Porque Julgamos aos Demais? Estará no Outro a Causa de Nossas Dores?

Descubra por que julgamos aos demais. Primeiramente, entenda a projeção psicológica do indivíduo. E aprenda a dissolver o ego.

A Projeção dos Defeitos Psicológicos

Primeiramente, o indivíduo não deve se identificar com as aparências, visto que as aparências enganam profundamente. Consequentemente, existe uma tendência geral na qual o ser humano julga a todos equivocadamente. De fato, isso figura como algo lamentável. Portanto, o leitor questiona o motivo que leva o homem a cometer esse erro. Indiscutivelmente, a psicologia esotérica apresenta apenas um motivo central, que o buscador compreende com muita facilidade.

Ou seja, a pessoa projeta os seus próprios defeitos psicológicos sobre os demais. Dessa forma, o sujeito vê no próximo as falhas particulares dele mesmo.

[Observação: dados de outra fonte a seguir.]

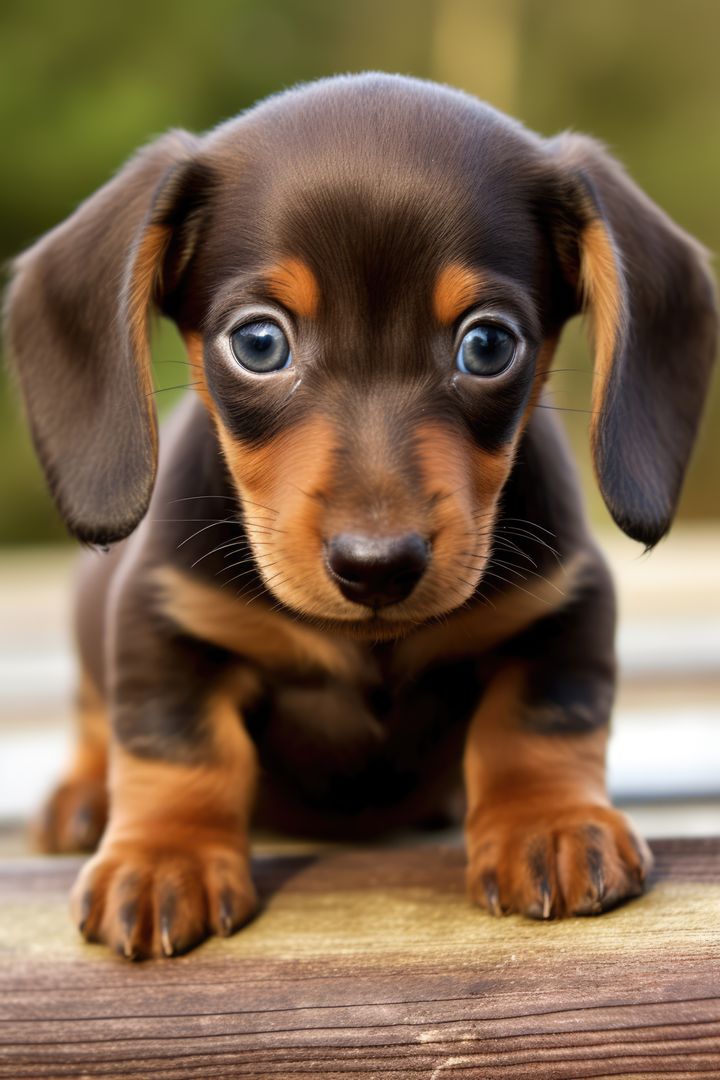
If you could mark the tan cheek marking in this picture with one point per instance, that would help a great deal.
(478, 629)
(600, 285)
(457, 288)
(193, 343)
(140, 287)
(295, 285)
(269, 639)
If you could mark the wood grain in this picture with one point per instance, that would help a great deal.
(371, 963)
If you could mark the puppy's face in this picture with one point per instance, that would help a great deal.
(379, 308)
(369, 273)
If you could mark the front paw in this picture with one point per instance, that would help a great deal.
(146, 900)
(73, 817)
(545, 863)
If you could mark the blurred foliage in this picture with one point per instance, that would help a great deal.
(82, 84)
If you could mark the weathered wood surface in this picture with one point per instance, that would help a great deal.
(371, 963)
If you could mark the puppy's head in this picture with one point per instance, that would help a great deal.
(370, 274)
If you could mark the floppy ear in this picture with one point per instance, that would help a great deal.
(654, 316)
(77, 324)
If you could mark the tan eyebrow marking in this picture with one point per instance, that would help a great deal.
(457, 287)
(295, 285)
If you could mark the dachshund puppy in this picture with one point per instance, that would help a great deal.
(358, 567)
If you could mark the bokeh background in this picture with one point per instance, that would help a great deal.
(83, 83)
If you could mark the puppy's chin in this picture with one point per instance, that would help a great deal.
(368, 624)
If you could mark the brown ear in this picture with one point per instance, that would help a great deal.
(654, 312)
(77, 324)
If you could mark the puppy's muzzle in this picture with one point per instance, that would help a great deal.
(377, 570)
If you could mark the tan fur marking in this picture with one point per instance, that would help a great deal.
(193, 343)
(600, 285)
(203, 798)
(295, 285)
(173, 865)
(146, 269)
(480, 628)
(456, 289)
(271, 640)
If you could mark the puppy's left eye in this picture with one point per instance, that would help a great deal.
(487, 349)
(261, 347)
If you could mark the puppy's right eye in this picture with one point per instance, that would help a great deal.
(261, 347)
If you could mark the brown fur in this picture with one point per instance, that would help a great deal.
(339, 574)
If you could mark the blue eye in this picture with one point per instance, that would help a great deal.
(487, 349)
(261, 347)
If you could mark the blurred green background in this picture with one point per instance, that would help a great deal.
(83, 83)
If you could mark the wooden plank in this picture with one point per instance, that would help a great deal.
(371, 963)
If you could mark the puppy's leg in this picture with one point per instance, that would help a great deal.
(75, 814)
(542, 836)
(173, 865)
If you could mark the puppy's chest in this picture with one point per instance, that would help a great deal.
(335, 738)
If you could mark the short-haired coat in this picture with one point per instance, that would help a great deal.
(358, 565)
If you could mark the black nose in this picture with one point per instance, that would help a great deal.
(377, 570)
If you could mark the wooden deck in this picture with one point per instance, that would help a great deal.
(370, 963)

Além disso, o ser humano carrega em dobro aqueles defeitos que ele identifica nos outros. Por conseguinte, a pessoa julga o semelhante exatamente como ela própria atua.

A Antipatia Mecânica e a Autocrítica

o Mestre Samael Aun Weor explica a antipatia mecânica. De repente, o indivíduo sente uma antipatia por alguém, sem apresentar motivo algum. Logo, o pesquisador pergunta a razão disso. Afinal, o sujeito nunca viu a outra pessoa antes. Da mesma maneira, alguém acabou de apresentar os dois. Então, o que aconteceu realmente, se o indivíduo sequer conhece o outro? Simplesmente, o sujeito projeta os próprios defeitos psicológicos sobre uma vítima inocente.

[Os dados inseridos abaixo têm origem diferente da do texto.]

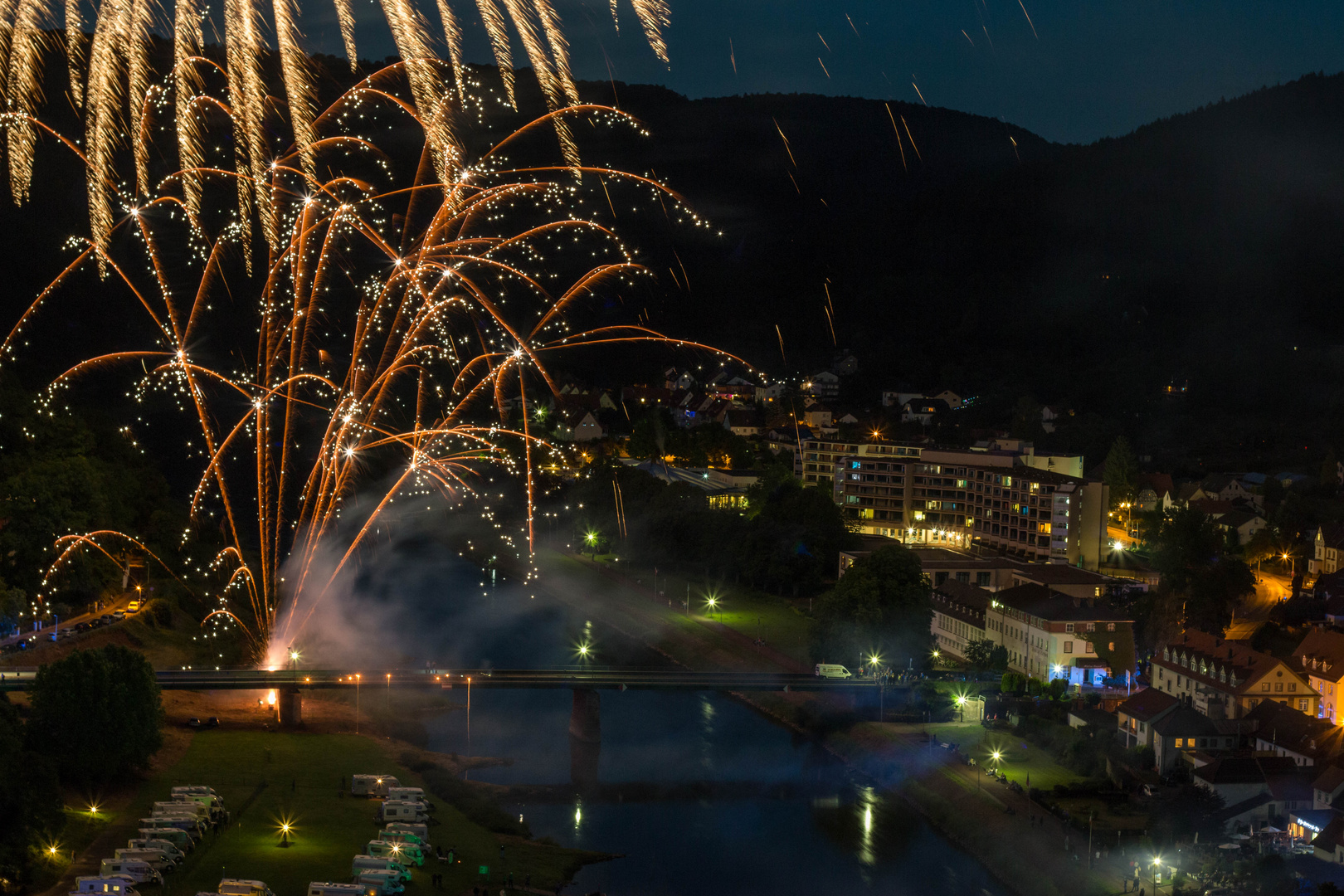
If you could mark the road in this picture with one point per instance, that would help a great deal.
(444, 679)
(119, 603)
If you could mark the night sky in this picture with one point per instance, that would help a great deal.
(1093, 69)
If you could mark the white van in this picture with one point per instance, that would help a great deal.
(403, 853)
(104, 887)
(387, 881)
(166, 846)
(371, 785)
(158, 859)
(377, 863)
(175, 835)
(238, 887)
(136, 869)
(407, 832)
(402, 811)
(407, 793)
(323, 889)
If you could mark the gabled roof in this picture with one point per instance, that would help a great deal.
(1322, 655)
(1057, 606)
(1147, 704)
(1227, 666)
(1185, 722)
(1329, 781)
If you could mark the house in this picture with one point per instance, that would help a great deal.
(1322, 657)
(1259, 791)
(1327, 787)
(923, 410)
(1226, 679)
(1136, 716)
(1244, 524)
(743, 422)
(1329, 550)
(1183, 731)
(1283, 731)
(958, 616)
(824, 384)
(1328, 845)
(1155, 490)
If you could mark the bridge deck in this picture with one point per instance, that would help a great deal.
(446, 679)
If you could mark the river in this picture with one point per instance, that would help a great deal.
(769, 813)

Possivelmente, a pessoa enxergou no outro o defeito mais grave que ela mesma possui. Inegavelmente, ninguém gosta de ver a si próprio tão escarnecido. Certamente, a crua realidade dos fatos mostra que tal pessoa converteu-se em um espelho. Nesse espelho, o ser humano vê a si mesmo tal como ele realmente opera em seu íntimo.

Por outro lado, se o buscador permanecer alerta, ele evitará inúmeros problemas. Especificamente, se o praticante não se identificar com o elemento externo ou com a tal pessoa, ele mudará a situação. Em outras palavras, em vez de o indivíduo criticar o semelhante, ele autocritica a si mesmo.

Adicionalmente, se o estudante auto-observar a própria psique para ver o que acontece, ele descobrirá um defeito próprio. Frequentemente, esse defeito nasceu muito tempo atrás, quem sabe até em existências passadas. Consequentemente, essa falha refletiu-se naquela pessoa e, por isso, produziu a antipatia mecânica, que se mostra cem por cento absurda.

A Necessidade de Viver Politicamente

Ademais, o ser humano necessita aprender a viver politicamente. Afinal, a criatura humana atua como um ente político e como um animal político. Sendo assim, o próprio homem figura como um ser político. Todavia, se a pessoa não sabe viver politicamente, ela cria grandes conflitos na vida. Portanto, o indivíduo tem que aprender a agir de forma política. Em suma, em vez de o sujeito sentir antipatias mecânicas, vale muito a pena que ele investigue a si mesmo.

A verdade inegável afirma que o indivíduo projeta os próprios defeitos psicológicos sobre os demais. Então, nos perguntamos o motivo pelo qual o homem julga o próximo equivocadamente. Além disso, o estudante indaga a razão pela qual a humanidade tem a tendência de ver toda classe de defeitos no semelhante.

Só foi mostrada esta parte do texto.